Eating Vegetarian In New Orleans Is Not Obvious
The number of vegetarians increases every day. New Orleans is a better town for eaters of that persuasion than it once was, but one fact remains true: few restaurants have that diet as a main theme, and they are not often ambitious in their cooking. Not enough that the presence of a vegetarian in your midst should force you to go there.
A better strategy is to dine in a mainstream restaurant whose kitchen buys good fresh local greengroceries and knows how to cook. That includes most of the better restaurants hereabouts. The restaurants to avoid are the chains (whose recipes are locked, and sometimes completely prepared in advance), the older restaurants with long-established menus they're reluctant to change, and some neighborhood restaurants (they don't have the staff or the space to improvise dishes).

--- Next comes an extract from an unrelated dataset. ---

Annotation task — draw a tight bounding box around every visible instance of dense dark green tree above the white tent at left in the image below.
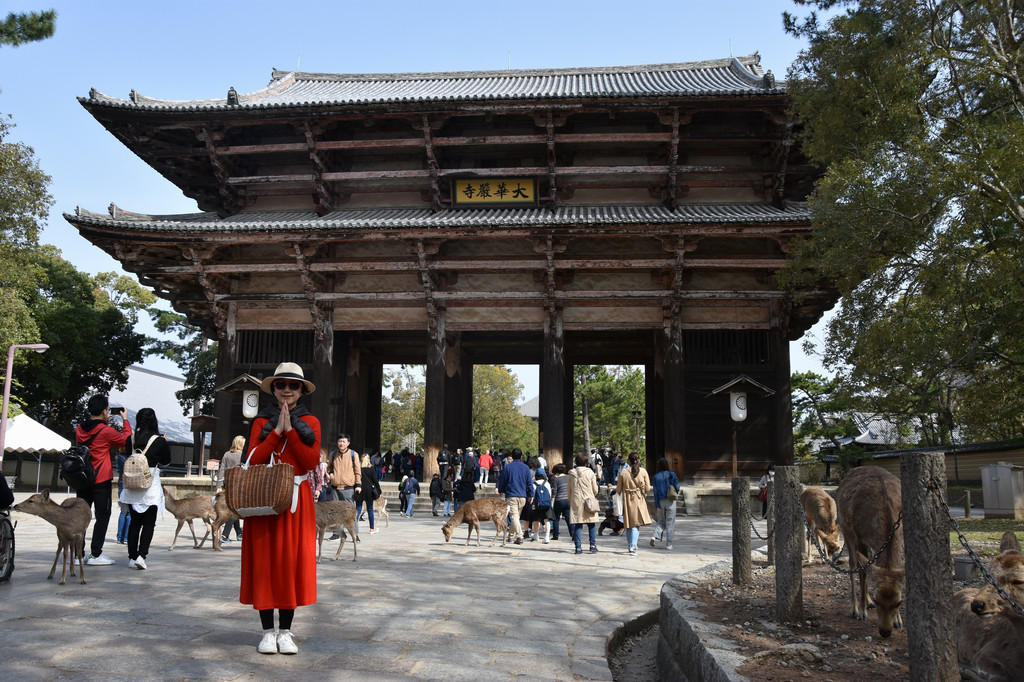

But in most white-tablecloth restaurants, ordering vegetarian is a matter of shopping the menu for ingredients. If you ask such a place to make a risotto with the mushrooms from the pork tenderloin dish, the asparagus from the veal Oscar, and the romano cheese flakes from the grilled oysters, you will find them not only willing but adept. More restaurants have excellent vegetarian dishes actually on the menu, but I still think it's a better idea to ask them to make something specific. But the vegetarian should come up with his or her own ideas, based on the menu.
Finally, Asian restaurants are good sources of vegetarian meals. All vegetarians know this. The great increase in the number of local Thai restaurants has been especially helpful, since so many Thai dishes can be made vegetarian without even a small loss of culinary interest.